Growing numbers of horses have continued to modify parts of Victoria’s landscape, but there are still significant untouched areas that they are yet to move into.

Invasive Species Council CEO Andrew Cox told Yahoo News Australia that with no natural predators in Australia, human intervention is critical in preserving the Victorian Alps fragile ecosystems.

A stumpy alpine gum tree to the right against the blue skies of the Victorian alpine range.
Victoria's alpine flora is slow growing and takes years to recover from damage. Source: Getty

“For anyone who visits the area, the damage to these areas is pretty obvious and they’re becoming the dominant mammal,” he said.
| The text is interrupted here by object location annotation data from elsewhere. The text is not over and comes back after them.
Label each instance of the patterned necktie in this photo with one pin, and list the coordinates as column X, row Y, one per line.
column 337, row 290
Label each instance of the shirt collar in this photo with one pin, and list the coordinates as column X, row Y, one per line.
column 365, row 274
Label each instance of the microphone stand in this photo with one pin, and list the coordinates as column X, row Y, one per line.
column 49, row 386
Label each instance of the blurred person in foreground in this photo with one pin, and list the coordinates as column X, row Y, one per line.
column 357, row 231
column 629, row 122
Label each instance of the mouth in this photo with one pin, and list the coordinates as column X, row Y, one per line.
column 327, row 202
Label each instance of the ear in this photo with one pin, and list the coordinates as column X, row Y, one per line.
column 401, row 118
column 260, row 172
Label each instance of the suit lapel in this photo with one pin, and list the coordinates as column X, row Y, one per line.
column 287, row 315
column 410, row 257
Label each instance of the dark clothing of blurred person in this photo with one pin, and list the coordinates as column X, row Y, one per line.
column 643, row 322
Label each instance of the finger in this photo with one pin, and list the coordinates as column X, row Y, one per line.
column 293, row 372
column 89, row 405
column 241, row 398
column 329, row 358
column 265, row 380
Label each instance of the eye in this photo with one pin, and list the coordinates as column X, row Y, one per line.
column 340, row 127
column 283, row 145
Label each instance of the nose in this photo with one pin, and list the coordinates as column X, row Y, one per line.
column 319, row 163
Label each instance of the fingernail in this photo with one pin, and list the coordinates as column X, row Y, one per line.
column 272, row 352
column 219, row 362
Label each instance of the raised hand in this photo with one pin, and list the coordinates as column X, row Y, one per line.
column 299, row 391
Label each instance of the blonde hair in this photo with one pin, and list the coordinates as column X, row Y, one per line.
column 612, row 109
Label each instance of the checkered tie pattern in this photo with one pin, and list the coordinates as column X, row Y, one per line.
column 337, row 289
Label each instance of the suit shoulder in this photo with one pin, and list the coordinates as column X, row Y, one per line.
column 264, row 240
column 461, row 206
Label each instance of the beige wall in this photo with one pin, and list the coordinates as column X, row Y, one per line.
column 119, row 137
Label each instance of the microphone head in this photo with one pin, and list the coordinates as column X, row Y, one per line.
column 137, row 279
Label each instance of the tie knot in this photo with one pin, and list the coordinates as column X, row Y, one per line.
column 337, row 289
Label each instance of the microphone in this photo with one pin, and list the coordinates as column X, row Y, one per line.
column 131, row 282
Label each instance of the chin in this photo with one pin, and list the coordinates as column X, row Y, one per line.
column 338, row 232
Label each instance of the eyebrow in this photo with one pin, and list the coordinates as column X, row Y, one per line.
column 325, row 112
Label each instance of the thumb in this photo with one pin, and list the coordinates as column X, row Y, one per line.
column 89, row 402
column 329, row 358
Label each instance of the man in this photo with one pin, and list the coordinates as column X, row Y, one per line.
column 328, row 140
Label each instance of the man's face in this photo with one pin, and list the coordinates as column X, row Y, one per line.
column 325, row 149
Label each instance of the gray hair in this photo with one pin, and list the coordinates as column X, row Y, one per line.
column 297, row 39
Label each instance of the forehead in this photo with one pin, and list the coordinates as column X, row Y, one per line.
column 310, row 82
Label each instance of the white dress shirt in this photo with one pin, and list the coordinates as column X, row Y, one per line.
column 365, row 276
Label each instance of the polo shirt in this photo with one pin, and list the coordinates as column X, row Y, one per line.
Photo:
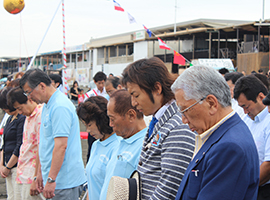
column 125, row 159
column 59, row 119
column 101, row 154
column 91, row 93
column 260, row 129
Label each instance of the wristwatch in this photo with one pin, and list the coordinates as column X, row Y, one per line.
column 50, row 180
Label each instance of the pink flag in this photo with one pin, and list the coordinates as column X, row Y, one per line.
column 178, row 58
column 117, row 6
column 163, row 45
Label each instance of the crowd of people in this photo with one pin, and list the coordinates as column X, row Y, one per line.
column 208, row 137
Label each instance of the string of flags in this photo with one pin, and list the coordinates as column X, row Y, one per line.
column 177, row 59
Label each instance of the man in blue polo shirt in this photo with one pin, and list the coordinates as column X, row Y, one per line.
column 250, row 92
column 60, row 146
column 128, row 123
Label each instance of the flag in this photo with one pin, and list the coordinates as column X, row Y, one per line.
column 117, row 6
column 178, row 58
column 131, row 19
column 163, row 45
column 148, row 31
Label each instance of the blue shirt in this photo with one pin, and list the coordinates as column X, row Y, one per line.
column 260, row 130
column 124, row 160
column 101, row 153
column 59, row 119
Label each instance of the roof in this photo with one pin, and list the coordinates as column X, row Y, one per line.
column 183, row 28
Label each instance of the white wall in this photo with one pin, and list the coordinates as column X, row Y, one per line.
column 140, row 50
column 116, row 69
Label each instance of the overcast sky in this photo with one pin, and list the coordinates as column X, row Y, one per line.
column 21, row 34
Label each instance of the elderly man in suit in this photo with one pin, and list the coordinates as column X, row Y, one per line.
column 225, row 163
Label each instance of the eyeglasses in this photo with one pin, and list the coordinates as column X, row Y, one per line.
column 27, row 94
column 185, row 110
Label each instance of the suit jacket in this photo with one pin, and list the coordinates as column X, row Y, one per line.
column 165, row 156
column 226, row 166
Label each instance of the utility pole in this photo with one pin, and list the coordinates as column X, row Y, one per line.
column 263, row 10
column 175, row 16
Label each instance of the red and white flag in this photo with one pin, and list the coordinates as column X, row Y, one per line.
column 178, row 58
column 117, row 6
column 163, row 45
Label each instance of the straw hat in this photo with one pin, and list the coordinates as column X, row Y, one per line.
column 125, row 188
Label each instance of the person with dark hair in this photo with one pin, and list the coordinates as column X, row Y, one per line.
column 128, row 123
column 231, row 78
column 111, row 75
column 62, row 168
column 260, row 71
column 225, row 163
column 74, row 92
column 58, row 83
column 56, row 80
column 223, row 71
column 249, row 91
column 10, row 151
column 99, row 79
column 263, row 79
column 28, row 159
column 93, row 113
column 112, row 84
column 18, row 75
column 168, row 144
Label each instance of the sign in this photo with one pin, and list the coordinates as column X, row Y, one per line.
column 215, row 63
column 82, row 76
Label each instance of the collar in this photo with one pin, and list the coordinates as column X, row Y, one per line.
column 52, row 98
column 108, row 140
column 208, row 132
column 261, row 115
column 136, row 136
column 98, row 91
column 36, row 110
column 161, row 111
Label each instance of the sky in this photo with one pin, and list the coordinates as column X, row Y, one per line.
column 21, row 34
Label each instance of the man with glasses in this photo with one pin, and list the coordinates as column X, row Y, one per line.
column 250, row 92
column 168, row 144
column 225, row 162
column 60, row 146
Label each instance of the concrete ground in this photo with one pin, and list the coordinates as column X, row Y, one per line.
column 3, row 193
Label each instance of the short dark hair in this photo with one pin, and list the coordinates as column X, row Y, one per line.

“That is a great worry if we’re trying to keep our national parks as the last strongholds of our native biodiversity.

“The native animals in the park have been evolving for millions of years, so in the scheme of things horses have only been here for a short period of time.

“The landscape is changing and is being impacted in a way which means the native animals are finding it difficult to survive.

“The native animals in our national parks are there to be protected and the growing horse numbers are putting that at risk.”

Once the horses are removed, Mr Cox expects to see continued erosion as alpine environments are slow to recover.

He hopes to see a restoration program that will help remaining native species bounce back.